Je ne connaissais pas du tout cette auteure, merci pour la découverte! =)
LES CHIENS DE L’AUBE roman d’ Anne-Catherine Blanc, D’un Noir Si Bleu 2014
C’est un roman poignant qui contient en fait 4 histoires : l’histoire d’un bordel, l’histoire des habitants de ce bordel – la maîtresse, les collaboratrices et les membres du personnel – et l’histoire de quelques visiteurs importants de cet établissement, et par-dessus tout l’histoire d’un personnage, appelé Hip Hop.
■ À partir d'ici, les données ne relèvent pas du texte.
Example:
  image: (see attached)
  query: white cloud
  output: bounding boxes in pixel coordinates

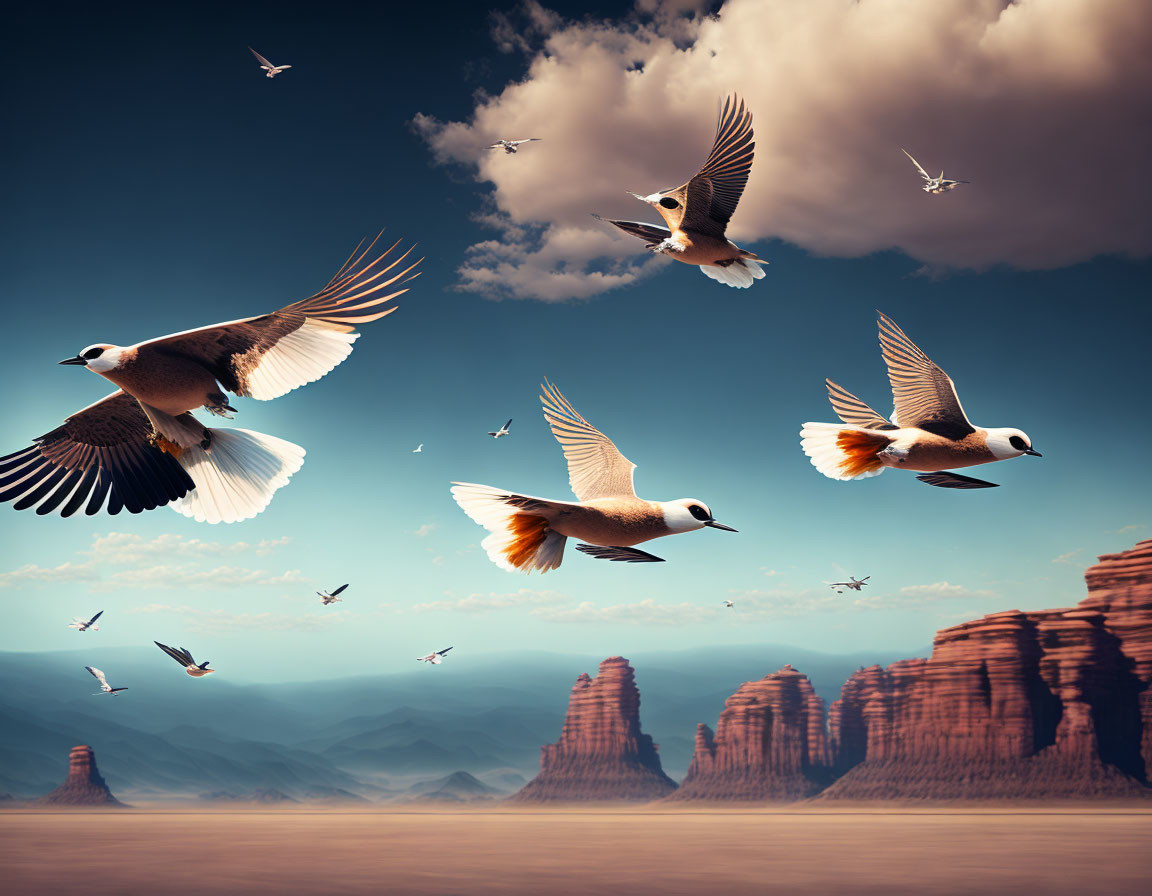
[412,589,569,613]
[129,603,336,635]
[532,598,719,625]
[412,0,1152,301]
[0,561,100,589]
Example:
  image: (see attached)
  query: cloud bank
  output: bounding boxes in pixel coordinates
[412,0,1152,301]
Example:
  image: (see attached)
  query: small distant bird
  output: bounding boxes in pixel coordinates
[901,149,969,196]
[799,314,1040,488]
[0,237,419,523]
[452,380,736,572]
[316,585,348,607]
[152,640,215,678]
[593,96,767,288]
[488,137,541,155]
[68,609,104,631]
[84,666,128,697]
[249,47,291,78]
[824,576,872,594]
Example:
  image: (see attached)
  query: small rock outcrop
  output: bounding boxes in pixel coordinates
[33,745,124,807]
[511,656,676,803]
[667,666,831,802]
[821,541,1152,799]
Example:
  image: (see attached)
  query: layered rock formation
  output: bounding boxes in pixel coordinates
[667,666,831,800]
[36,745,123,807]
[513,656,676,803]
[821,541,1152,799]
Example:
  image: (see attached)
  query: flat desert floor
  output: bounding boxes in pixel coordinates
[0,808,1152,896]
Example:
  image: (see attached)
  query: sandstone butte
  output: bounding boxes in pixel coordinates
[820,540,1152,799]
[667,666,832,802]
[511,656,676,803]
[35,745,124,807]
[516,540,1152,802]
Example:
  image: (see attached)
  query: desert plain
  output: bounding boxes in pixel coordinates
[0,805,1152,896]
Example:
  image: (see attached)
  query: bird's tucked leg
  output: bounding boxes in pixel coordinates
[204,392,236,420]
[576,544,664,563]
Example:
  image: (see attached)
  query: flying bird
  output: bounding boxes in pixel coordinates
[0,237,419,523]
[801,313,1040,488]
[68,609,104,631]
[901,149,969,196]
[152,640,215,678]
[248,47,291,78]
[84,666,128,697]
[824,576,872,594]
[488,137,541,155]
[452,380,736,572]
[316,585,348,607]
[593,94,767,288]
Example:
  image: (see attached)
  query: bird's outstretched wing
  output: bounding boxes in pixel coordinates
[592,214,672,245]
[540,380,636,501]
[659,93,756,237]
[248,47,275,68]
[879,313,976,440]
[152,640,196,666]
[824,380,897,430]
[916,472,1000,488]
[84,666,109,688]
[135,236,423,401]
[576,544,664,563]
[0,392,196,516]
[900,146,932,183]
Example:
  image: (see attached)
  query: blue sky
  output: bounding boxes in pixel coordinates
[0,3,1152,678]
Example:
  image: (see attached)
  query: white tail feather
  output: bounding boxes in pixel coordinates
[168,430,304,523]
[452,483,568,572]
[245,320,359,401]
[700,258,764,289]
[799,423,884,483]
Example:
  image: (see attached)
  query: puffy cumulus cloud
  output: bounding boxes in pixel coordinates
[412,589,568,613]
[88,532,291,565]
[0,561,100,589]
[532,598,718,625]
[412,0,1152,301]
[129,603,336,635]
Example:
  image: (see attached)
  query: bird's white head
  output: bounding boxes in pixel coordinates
[60,342,124,373]
[660,498,736,532]
[987,426,1043,461]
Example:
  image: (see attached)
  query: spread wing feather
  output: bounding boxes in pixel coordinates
[540,380,636,501]
[136,236,423,401]
[879,313,976,440]
[0,392,196,516]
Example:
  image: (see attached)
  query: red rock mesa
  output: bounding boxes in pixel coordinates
[513,656,676,803]
[36,746,123,806]
[667,666,831,800]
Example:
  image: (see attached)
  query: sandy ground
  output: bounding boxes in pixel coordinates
[0,810,1152,896]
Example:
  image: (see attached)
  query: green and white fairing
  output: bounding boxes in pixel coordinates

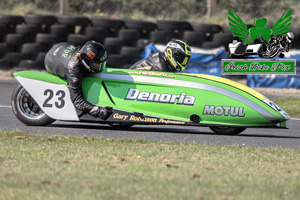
[14,68,290,131]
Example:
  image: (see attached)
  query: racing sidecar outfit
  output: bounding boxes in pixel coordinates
[129,52,174,72]
[45,42,95,113]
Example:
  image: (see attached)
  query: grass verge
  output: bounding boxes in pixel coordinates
[273,97,300,118]
[0,131,300,200]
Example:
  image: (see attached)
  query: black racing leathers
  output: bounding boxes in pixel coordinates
[45,42,94,113]
[129,52,174,72]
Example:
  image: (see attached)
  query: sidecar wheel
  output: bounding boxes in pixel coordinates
[11,85,55,126]
[209,126,246,135]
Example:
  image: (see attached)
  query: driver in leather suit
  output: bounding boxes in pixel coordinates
[45,41,112,120]
[129,39,191,72]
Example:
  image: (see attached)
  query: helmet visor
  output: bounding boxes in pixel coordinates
[89,60,106,73]
[174,50,191,67]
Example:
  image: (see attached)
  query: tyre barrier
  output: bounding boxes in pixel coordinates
[0,14,300,69]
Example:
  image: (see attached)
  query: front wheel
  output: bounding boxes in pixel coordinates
[209,126,246,135]
[11,85,55,126]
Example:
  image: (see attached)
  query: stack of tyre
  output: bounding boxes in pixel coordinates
[0,14,298,69]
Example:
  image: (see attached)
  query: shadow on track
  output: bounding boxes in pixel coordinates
[48,123,300,139]
[48,124,215,135]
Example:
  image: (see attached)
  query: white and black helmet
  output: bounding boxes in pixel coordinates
[79,40,107,73]
[285,32,294,43]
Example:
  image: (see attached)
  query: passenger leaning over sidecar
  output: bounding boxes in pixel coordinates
[45,41,112,119]
[129,39,191,72]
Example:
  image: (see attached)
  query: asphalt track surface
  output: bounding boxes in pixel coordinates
[0,80,300,149]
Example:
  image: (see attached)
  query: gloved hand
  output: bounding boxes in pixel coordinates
[90,106,112,120]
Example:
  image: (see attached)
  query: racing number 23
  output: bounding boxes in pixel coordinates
[43,89,66,108]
Il se déroule à Buenos Aires dans l’ Argentine de la post-dictature. Roman bien structuré. L’auteure commence par plonger le lecteur dans l’ambiance d’un bordel où va se passer l’essentiel de l’action. Le récit décrit l’histoire du bordel, sa naissance, l’aventure qui s’y déroule et la fin brutale d’une période. Il ouvre sur une longue exposition où sont présentés les personnages principaux : la Mèr’ Sup, la patronne, femme aigre, autoritaire et brutale surtout envers les filles les plus jeunes, les plus vulnérables, la Mafalda, prostituée expérimentée, intrigante raffinée, le portier el Palomito, une brute sadique qui doit assurer la défense, deux filles la Chiquita et la Maria, la mystérieuse, et bien sûr, Hip Hop, le factotum de la maison. Procédé original, c’est ce dernier qui est le narrateur. Tout le récit provient donc de ses observations et ses réflexions, lui qui est pourtant au plus bas de l’échelle de tout le collectif. Au-delà et au travers de l’intrigue proprement dite, c’est l’histoire de ce barbon handicapé qui forme le noyau du roman.
Ce qui frappe, c’est ce style parfaitement adapté au personnage de Hip Hop, être sorti des bas-fonds de la société, c’est-à-dire de la misère du bidonville, langage populaire, familier, truffé de vocabulaire argotique, plein d’humour et d’ironie, de sagesse même malgré ses conditions de vie pénibles. L’intrigue est époustouflante avec des rebondissements inattendus. Au fil des pages se profile un virulent réquisitoire contre les multiples abus des enfants et des femmes.
Mais en toile de fond se dessine le portrait bouleversant que Hip Hop brosse de lui-même, l’histoire de sa vie. C’est ici que nous trouvons l’essence du roman, c’est cette émotion suscitée par un être qui lutte, qui souffre et qui, porté par un optimisme indestructible, veut rester debout.